Created 06-03-2016 02:06 PM
Hi, I'm running the Hortonworks sandbox 2.4 which comes with Spark 1.6.0. Trying to run a sample spark program and I'm able to submit it successfully with spark-submit. As I need to use this spark jar file in an external application, trying to use the "java -jar" command to achieve the same output as in spark-submit.
I'm using maven to build and used the maven shade plugin to build a fat jar as I was facing issues with the class not found exception earlier for the dependencies "spark-core_2.10" & "spark-yarn_2.10" artifacts. Now those issues are resolved.
However, the jar file is referring to the yarn-default.xml that comes with the dependencies inside the fat jar and not using the yarn-site.xml present in the Hortonworks sandbox. This is causing issues as below as it is not able to copy the file into hdfs.
java.io.FileNotFoundException: File file:/tmp/spark-1b318406-c7a1-4a94-9605- d6a46f0170d4/__spark_conf__5199620712586647591.zip does not exist
How can I make this jar file point to the Hortonworks sandbox settings from this default ones?

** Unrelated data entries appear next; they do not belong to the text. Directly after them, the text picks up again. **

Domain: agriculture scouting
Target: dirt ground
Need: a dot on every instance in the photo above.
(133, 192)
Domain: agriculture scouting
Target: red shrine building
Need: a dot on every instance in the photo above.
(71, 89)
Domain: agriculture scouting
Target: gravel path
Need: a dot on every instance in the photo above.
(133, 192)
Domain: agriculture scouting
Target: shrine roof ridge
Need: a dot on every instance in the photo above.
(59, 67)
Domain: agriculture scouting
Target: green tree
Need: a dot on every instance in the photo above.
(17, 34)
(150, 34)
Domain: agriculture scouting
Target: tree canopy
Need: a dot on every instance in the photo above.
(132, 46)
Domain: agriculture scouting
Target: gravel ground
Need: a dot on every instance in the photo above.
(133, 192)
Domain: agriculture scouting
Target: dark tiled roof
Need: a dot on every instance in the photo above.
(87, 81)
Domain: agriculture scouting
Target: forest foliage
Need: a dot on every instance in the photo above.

If I don't build the fat jar, it was throwing the exception as below for a sample.
Exception in thread "main" java.lang.NoClassDefFoundError: org/apache/spark/api/java/function/Function
Created 06-03-2016 02:47 PM
Hello @Pradeep K
Have you tried setting this environment variable on the target environment where you are running Spark job? The "yarn-site.xml" is typically located here in this conf directory.
We recommend that you set HADOOP_CONF_DIR to the appropriate directory; for example:
export HADOOP_CONF_DIR=/etc/hadoop/conf
In addition, make sure you configure "spark-defaults.conf" via Ambari under Spark service "Config" tab (or directly in $SPARK_HOME/conf if you are not running with Ambari). More instructions here:
spark-defaults.conf
Edit the spark-defaults.conf
file in the Spark client /conf
directory. Make sure the following values are specified, including hostname and port. (Note: if you installed the tech preview, these will already be in the file.) For example:
spark.yarn.historyServer.address c6401.ambari.apache.org:18080 spark.history.ui.port 18080 spark.yarn.services org.apache.spark.deploy.yarn.history.YarnHistoryService spark.driver.extraJavaOptions -Dhdp.version=2.3.0.0-2800 spark.history.provider org.apache.spark.deploy.yarn.history.YarnHistoryProvider spark.yarn.am.extraJavaOptions -Dhdp.version=2.3.0.0-2800
Created 06-06-2016 05:42 AM
Hello @Paul Hargis
I provided the below properties and gave a try. Similar error persists. The problem is the JAR file is referring to the yarn-default.xml that is embedded within the JAR which was downloaded by maven when building the fat jar. It is supposed to refer to yarn-site.xml and other files on the sandbox for things to work. The goal is to deploy and initiate this JAR through Spring Cloud Data flow. I'm exploring in that area as well if there is some option to override these properties.
Created 06-06-2016 02:29 PM
Okay, then have you tried copying the target file "yarn-site.xml" into the "src/main/resources" directory and then rebuilding the jar? This is the directory where maven will typically look for config files to be packaged with the fat jar. Granted, it is not a wonderful solution because it means each jar is already "targeted" for a given system (or cluster), but this is sometimes what is required.
Please note: yarn-default.xml and yarn-site.xml are both read by Hadoop YARN daemons, with yarn-default.xml denoting the defaults and yarn-site.xml representing custom configuration values that override those in yarn-default.xml.